You'll always want to write out a general rate law for the problem to keep track of what you're solving for:

`r(t) = k["CHCl"_3]^m["Cl"_2]^n`

where:

• `r(t)` is the initial rate of reaction.
• `k` is the rate constant in the appropriate units.
• `[" "]` is the molar concentration of a reactant.
• `m` and `n` are the reaction orders for only `"CHCl"_3` and only `"Cl"_2`, respectively.

The usual way to find the order for one reactant is to pick two trials where the concentration of the other reactant stays constant.

• If you want the order for `"CHCl"_3`, you'll have to pick trials `1` and `2`, where `["Cl"_2]` stays constant.
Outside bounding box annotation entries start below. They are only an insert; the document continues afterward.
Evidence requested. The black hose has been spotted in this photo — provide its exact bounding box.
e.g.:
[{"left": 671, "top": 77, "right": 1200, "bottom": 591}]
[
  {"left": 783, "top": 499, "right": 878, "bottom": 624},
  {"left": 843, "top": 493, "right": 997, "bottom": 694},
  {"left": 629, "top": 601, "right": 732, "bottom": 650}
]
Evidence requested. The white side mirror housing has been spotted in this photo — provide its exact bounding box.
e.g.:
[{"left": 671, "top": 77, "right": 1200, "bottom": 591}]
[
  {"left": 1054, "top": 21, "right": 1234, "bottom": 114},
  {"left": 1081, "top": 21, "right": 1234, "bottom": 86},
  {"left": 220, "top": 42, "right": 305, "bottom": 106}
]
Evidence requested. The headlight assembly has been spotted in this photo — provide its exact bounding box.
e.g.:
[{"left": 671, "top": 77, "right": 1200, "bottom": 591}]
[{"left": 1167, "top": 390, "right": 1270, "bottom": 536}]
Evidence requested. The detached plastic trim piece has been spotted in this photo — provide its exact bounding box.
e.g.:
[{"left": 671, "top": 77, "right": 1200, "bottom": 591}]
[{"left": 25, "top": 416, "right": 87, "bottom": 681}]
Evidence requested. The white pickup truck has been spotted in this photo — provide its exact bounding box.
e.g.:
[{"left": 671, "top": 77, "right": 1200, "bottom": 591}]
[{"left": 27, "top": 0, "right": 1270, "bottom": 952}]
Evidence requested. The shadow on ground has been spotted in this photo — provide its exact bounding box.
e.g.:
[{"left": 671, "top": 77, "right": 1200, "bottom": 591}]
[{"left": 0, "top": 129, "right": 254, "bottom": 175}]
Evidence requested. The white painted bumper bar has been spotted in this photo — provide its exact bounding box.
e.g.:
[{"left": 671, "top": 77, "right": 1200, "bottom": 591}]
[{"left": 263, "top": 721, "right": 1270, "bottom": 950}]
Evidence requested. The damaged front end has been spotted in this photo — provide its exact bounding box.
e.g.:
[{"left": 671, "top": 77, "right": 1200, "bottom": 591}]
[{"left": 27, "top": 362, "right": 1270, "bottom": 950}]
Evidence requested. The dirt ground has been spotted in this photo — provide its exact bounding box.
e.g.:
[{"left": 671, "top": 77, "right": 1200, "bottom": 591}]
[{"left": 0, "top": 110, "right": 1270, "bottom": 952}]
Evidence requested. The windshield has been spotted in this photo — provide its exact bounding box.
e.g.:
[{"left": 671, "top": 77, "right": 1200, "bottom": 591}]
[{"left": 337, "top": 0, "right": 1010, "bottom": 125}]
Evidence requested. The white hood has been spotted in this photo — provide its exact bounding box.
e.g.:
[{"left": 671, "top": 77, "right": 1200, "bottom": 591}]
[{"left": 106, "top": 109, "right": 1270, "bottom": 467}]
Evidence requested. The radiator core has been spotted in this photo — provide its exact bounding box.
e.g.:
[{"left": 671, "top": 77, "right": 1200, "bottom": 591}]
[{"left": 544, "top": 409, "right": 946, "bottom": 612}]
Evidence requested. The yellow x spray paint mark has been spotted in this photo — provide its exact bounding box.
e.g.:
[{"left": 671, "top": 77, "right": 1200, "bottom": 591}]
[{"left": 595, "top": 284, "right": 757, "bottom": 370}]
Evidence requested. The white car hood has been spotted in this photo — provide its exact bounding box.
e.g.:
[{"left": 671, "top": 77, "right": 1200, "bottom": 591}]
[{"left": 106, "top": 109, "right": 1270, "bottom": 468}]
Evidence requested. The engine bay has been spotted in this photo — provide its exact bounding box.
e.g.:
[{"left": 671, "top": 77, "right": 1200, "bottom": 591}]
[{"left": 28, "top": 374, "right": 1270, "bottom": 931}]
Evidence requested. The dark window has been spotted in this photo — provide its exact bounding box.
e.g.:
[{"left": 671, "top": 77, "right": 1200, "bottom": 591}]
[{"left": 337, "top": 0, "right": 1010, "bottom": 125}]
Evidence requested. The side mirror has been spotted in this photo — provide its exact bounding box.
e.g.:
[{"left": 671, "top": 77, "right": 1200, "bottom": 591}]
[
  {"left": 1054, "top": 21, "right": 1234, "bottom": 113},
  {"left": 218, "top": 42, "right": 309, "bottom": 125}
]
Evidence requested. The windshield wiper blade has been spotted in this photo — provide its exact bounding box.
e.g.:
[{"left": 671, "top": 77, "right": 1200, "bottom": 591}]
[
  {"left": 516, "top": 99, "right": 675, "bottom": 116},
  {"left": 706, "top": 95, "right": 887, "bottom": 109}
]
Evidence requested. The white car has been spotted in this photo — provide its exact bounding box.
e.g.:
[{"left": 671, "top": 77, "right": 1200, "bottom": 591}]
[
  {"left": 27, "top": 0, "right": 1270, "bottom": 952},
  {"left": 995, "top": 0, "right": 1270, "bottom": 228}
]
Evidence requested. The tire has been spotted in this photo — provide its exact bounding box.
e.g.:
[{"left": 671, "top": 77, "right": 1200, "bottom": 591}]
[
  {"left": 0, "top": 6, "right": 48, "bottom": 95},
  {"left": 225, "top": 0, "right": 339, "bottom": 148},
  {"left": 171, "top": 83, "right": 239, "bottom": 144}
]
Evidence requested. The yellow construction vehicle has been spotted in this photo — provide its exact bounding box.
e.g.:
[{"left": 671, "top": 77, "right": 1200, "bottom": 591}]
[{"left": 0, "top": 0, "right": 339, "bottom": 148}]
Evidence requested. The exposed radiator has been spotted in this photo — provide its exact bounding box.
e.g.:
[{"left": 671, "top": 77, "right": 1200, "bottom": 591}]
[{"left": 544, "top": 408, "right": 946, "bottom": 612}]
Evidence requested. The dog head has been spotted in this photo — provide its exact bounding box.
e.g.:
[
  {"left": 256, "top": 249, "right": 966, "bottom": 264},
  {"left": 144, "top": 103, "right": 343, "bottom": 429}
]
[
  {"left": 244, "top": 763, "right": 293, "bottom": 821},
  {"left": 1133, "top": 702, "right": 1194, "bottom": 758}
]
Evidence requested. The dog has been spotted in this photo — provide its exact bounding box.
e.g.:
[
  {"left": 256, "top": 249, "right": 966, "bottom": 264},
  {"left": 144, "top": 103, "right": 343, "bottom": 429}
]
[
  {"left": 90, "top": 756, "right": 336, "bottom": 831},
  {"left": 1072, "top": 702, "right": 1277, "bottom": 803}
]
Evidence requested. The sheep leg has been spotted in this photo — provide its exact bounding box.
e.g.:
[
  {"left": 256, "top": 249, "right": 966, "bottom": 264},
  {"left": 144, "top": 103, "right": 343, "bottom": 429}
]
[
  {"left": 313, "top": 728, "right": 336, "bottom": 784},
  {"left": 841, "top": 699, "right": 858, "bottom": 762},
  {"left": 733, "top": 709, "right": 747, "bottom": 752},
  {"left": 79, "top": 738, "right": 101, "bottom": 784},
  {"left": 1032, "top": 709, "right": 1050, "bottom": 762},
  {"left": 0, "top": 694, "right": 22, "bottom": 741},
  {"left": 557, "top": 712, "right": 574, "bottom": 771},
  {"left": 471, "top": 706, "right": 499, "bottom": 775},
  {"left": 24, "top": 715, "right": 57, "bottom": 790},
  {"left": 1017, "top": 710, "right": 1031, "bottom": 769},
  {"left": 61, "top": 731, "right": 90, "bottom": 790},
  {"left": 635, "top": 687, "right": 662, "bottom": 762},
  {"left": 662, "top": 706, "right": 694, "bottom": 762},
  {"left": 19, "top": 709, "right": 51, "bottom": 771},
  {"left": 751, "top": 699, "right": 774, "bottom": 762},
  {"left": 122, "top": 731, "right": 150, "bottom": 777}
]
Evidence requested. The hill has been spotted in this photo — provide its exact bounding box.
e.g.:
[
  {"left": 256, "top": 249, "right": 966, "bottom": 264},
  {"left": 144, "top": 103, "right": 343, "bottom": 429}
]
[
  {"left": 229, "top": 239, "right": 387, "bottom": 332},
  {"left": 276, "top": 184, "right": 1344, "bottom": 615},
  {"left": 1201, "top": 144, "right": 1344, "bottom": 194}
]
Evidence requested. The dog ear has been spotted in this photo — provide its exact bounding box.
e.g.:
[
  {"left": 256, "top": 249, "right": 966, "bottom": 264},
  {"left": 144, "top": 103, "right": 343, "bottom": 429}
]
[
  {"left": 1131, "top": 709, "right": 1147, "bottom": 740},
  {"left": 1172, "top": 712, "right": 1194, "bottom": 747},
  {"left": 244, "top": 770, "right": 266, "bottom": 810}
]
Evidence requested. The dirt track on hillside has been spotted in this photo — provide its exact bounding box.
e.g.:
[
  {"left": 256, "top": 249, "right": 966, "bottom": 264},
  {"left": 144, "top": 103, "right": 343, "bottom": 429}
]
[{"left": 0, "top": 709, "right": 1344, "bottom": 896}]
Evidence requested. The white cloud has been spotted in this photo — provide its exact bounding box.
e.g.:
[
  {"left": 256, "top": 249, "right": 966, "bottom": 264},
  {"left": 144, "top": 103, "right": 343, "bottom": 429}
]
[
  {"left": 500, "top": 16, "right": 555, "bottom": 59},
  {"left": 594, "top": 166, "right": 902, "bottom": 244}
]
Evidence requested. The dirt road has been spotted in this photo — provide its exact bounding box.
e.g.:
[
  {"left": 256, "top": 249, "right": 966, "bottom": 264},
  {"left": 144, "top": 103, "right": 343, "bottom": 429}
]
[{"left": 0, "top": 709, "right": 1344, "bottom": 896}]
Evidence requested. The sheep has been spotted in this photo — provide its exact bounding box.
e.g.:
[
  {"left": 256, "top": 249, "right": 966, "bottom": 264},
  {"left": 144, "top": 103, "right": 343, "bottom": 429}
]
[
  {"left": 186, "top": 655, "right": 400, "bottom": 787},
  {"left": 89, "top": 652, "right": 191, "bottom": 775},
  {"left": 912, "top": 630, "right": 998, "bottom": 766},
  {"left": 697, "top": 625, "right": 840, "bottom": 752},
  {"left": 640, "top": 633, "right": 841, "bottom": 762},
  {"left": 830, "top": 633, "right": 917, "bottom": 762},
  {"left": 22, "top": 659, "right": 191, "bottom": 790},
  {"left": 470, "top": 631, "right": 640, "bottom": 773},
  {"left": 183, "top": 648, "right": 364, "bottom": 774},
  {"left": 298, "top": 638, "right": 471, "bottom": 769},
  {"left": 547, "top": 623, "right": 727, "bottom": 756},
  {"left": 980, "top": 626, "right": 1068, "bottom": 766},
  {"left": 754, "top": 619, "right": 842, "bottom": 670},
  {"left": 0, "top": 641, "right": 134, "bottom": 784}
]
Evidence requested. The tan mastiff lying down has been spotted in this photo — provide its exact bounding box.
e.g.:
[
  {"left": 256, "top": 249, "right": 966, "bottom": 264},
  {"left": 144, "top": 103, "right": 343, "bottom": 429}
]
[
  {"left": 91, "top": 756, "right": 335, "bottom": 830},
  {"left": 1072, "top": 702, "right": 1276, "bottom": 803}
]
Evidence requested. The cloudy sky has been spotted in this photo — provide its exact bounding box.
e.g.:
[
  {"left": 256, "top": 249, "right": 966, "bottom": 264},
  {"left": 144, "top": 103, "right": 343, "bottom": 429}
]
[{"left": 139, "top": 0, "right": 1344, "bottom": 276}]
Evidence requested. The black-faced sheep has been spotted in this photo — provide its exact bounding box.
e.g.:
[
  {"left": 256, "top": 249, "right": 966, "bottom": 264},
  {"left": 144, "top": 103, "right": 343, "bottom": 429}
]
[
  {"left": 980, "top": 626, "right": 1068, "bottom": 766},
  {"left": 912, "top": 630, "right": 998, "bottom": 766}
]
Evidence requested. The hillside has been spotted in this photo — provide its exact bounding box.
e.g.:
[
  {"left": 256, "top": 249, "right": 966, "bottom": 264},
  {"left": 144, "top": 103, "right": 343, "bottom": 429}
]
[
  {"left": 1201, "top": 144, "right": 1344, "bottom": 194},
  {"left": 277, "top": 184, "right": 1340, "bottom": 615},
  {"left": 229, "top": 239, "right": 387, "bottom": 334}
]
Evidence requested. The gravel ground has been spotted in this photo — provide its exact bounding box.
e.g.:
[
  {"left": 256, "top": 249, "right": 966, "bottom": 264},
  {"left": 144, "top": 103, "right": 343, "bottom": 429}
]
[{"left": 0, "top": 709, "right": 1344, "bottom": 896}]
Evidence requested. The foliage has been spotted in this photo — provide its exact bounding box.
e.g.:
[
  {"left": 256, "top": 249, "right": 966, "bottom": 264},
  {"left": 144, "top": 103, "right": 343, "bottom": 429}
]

• If you want the order for `"Cl"_2`, you'll have to pick trials `2` and `3`, where `["CHCl"_3]` stays constant.

(We will of course, then, label the first row of data as trial `1`, the second row as trial `2`, and so on.)

And you then take the ratio of the rates vs. the ratio of the concentrations.

ORDER FOR `bb("CHCl"_3)`

The rate constant stays the same for the same reaction at the same temperature. Here's how you could do it in general, and we'll simplify the case afterwards.

`(r_2(t))/(r_1(t)) = cancel(k/k) (["CHCl"_3]_2^m)/(["CHCl"_3]_1^m)cancel((("Cl"_2]_2^n)/(["Cl"_2]_1^n))^(1)`

We crossed out the ratio of `"Cl"_2` concentrations, because as we said, `["Cl"_2]_1 = ["Cl"_2]_2 = "0.010 M"`, and `1^n = 1` no matter what finite `n` we have.

It is then convenient to take the `log` of both sides to solve for `m`.

`log((r_2(t))/(r_1(t))) = log((["CHCl"_3]_2)/(["CHCl"_3]_1))^m`

`= mlog((["CHCl"_3]_2)/(["CHCl"_3]_1))`

Therefore, the order for `"CHCl"_3`, for any `m` (decimal or integer), is:

`barul(stackrel(" ")(|" "m = log((r_2(t))/(r_1(t)))/log((["CHCl"_3]_2)/(["CHCl"_3]_1))" ")|)`

The numbers here happen to be nice, and `m` should end up being a whole number. The order for `"CHCl"_3` is:

`bbm = log(0.0069/0.0035)/log(0.020/0.010) = 0.2948/(0.3010) ~~ bb1`

In a case like this with nice numbers, we could have stopped and skipped past using logarithms:

`((r_2(t))/(r_1(t))) = ((["CHCl"_3]_2)/(["CHCl"_3]_1))^m`

`=> "0.0069 M/s"/"0.0035 M/s" = ("0.020 M"/"0.010 M")^m`

`=> 1.971 = 2^m`

And we can then see that `color(blue)ulbb(m ~~ 1)` just from that.

So, the reaction is first order for `"CHCl"_3`.

ORDER FOR `bb("Cl"_2)`

We'll first try it the easy way here, now that you see the more general way to do it. The more rigorous way, which is meant for decimal orders, gives:

`barul(stackrel(" ")(|" "n = log((r_3(t))/(r_2(t)))/log((["Cl"_2]_3)/(["Cl"_2]_2))" ")|)`

We compare trials `2` and `3` to get:

`=> "0.0098 M/s"/"0.0069 M/s" = ("0.020 M"/"0.010 M")^n`

`1.42 = 2^n`

This actually looks close to `1.414`, which is `sqrt2`, so `color(blue)bbul(n ~~ 1/2)` since `x^"1/2" = sqrtx`.

If you don't see that right away, you can do it the more rigorous way:

`n = log(0.0098/0.0069)/log(0.020/0.010) = 0.1524/0.3010`

`= 0.5063 ~~ 1/2`

and you again get that the reaction is half-order for `"Cl"_2`.